Setelah puas mengamati dari balkon, Arga akhirnya melangkah masuk ke dalam kamarnya. Pintu kaca geser ditutup pelan, meninggalkan suara klik halus. Ruangan itu luas, rapi, dengan dominasi warna hitam dan abu-abu sama dinginnya seperti karakter pemiliknya.
Arga meletakkan gelas minumannya di meja kerja, lalu membuka kancing kemeja bagian atas. Ia menjatuhkan tubuhnya ke ranjang king size yang tertata sempurna. Satu tangan diletakkan di belakang kepala, menatap langit-langit kamar yang dihiasi lampu gantung modern.
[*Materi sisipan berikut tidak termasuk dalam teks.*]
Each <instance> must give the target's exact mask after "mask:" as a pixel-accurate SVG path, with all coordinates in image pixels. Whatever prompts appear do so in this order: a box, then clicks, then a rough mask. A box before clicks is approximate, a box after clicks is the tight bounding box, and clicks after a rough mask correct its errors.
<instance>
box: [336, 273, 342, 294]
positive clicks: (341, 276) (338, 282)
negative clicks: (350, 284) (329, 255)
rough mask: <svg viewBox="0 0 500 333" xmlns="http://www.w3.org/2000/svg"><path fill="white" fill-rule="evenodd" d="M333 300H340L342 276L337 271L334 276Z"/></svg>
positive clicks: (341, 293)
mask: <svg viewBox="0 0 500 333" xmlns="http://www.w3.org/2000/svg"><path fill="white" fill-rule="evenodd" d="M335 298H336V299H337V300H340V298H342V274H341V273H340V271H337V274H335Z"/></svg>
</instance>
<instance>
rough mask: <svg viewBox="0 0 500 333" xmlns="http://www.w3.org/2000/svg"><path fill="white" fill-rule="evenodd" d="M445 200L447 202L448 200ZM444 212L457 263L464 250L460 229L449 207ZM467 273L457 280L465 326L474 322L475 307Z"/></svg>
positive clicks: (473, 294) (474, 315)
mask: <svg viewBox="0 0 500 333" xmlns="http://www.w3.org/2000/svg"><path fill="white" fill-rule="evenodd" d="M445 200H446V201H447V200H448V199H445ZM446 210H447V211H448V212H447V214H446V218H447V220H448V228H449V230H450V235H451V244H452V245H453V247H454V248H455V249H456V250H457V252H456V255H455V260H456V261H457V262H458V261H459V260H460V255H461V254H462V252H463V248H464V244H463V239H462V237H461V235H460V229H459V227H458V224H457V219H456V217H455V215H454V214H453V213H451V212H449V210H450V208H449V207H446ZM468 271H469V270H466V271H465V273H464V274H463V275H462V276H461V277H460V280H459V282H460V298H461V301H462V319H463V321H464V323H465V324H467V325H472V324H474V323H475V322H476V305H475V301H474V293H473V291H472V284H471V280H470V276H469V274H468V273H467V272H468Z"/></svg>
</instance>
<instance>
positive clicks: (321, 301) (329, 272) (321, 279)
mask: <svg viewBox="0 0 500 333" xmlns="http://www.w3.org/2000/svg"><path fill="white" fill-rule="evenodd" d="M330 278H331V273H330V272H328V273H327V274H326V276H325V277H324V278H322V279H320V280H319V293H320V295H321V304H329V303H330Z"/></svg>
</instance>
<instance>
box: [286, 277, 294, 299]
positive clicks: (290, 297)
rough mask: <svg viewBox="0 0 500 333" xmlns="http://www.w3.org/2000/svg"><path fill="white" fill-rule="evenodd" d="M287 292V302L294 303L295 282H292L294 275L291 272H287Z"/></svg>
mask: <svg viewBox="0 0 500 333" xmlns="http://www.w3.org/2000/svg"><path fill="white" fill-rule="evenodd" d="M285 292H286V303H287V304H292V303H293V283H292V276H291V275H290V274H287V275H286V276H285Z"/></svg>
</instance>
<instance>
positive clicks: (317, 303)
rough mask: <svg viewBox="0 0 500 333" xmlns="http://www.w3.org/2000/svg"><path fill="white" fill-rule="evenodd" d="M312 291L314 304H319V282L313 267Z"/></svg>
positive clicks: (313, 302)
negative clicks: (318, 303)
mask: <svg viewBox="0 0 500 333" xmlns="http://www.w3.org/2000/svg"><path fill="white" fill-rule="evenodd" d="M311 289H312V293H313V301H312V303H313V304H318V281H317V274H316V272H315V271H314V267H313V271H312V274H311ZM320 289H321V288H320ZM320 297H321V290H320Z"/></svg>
Tapi alih-alih memikirkan pekerjaan atau jadwal rapat besok, otaknya justru menayangkan ulang tingkah laku Nayla tadi. Mulai dari wajahnya yang panik karena lupa melepas helm, sampai cara dia mengomel pada dirinya di kafe.
Senyum tipis kembali terukir di bibir Arga.
"Sial... harusnya gue nggak kepikiran sampe segininya." ucapnya pelan.
Ia memejamkan mata sebentar, mencoba menenangkan pikirannya. Tapi semakin ia mencoba melupakan, semakin jelas bayangan wajah Nayla muncul di benaknya dengan pipi merona dan mata besar yang selalu berkilat saat bicara.
Arga mengusap wajahnya kasar. "Apa gue beneran... mulai kelewat tertarik sama bocil itu?"
Ia lalu bangkit setengah duduk, meraih ponselnya yang tergeletak di nakas. Jemarinya sempat berhenti di layar, seolah ingin mencari sesuatu—atau seseorang. Tapi kemudian ia menghela napas panjang, meletakkannya kembali.
"Udahlah, jangan konyol, Arga." gumamnya, mencoba menepis rasa yang nggak biasa itu.
Namun tetap saja, sebelum matanya benar-benar terpejam, senyum kecil muncul lagi di wajahnya. Senyum genit yang hanya akan muncul... kalau urusannya menyangkut Nayla.